Effect of Human Placenta Extract on Potassium Oxonate-Induced Elevation of Blood Uric Acid Concentration

Abstract

Although anti-inflammatory effect of human placenta extract (HPE) was observed in rheumatoid arthritis and carrageenin-induced edema, effect of HPE on the arthritis of hyperuricemia and gout patients had never been examined. Excess uric acid is regarded to be a major risk factor in gout, renal diseases, cardiovascular diseases and cerebrovascular diseases. In our experiment, in order to investigate the effect of HPE on blood uric acid levels and xanthine oxidase (XO) activity, HPE 100 mg/kg was administered to the abdominal cavity of potassium oxonateinduced hyperuricemic mice. Blood uric acid levels and XO activity were measured 3 hr after administration. Furthermore, effect of HPE on in vitro superoxide anion generation in xanthine-XO system was also measured.

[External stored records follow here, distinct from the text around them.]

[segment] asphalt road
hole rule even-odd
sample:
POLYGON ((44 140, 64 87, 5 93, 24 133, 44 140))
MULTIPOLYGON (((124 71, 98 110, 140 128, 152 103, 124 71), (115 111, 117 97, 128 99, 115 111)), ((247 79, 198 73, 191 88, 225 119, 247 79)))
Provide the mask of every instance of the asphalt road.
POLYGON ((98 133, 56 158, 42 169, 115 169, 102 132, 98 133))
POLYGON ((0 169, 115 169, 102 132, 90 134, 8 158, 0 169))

In experimental mice, oxonate-induced significant elevation of blood uric acid levels was suppressed by the HPE administration similar to the allopurinol administration. Similarly, both in HPE-treated mice and in allopurinoltreated mice, blood XO activity was significantly reduced in comparison with vehicle-treated mice and oxonatetreated mice. Furthermore, there was significant positive correlation between blood uric acid levels and XO activity (p < 0.01). In in vitro experiments, xanthine concentration was increased by the addition of HPE while simultaneously reducing uric acid concentration. These results indicate that HPE contains some XO inhibitors which reduce blood uric acid levels with inhibiting uric acid generation in purine metabolism. Then, XO inhibitors of HPE could be used in the treatment of hyperuricemia and gout patients to lower blood uric acid levels.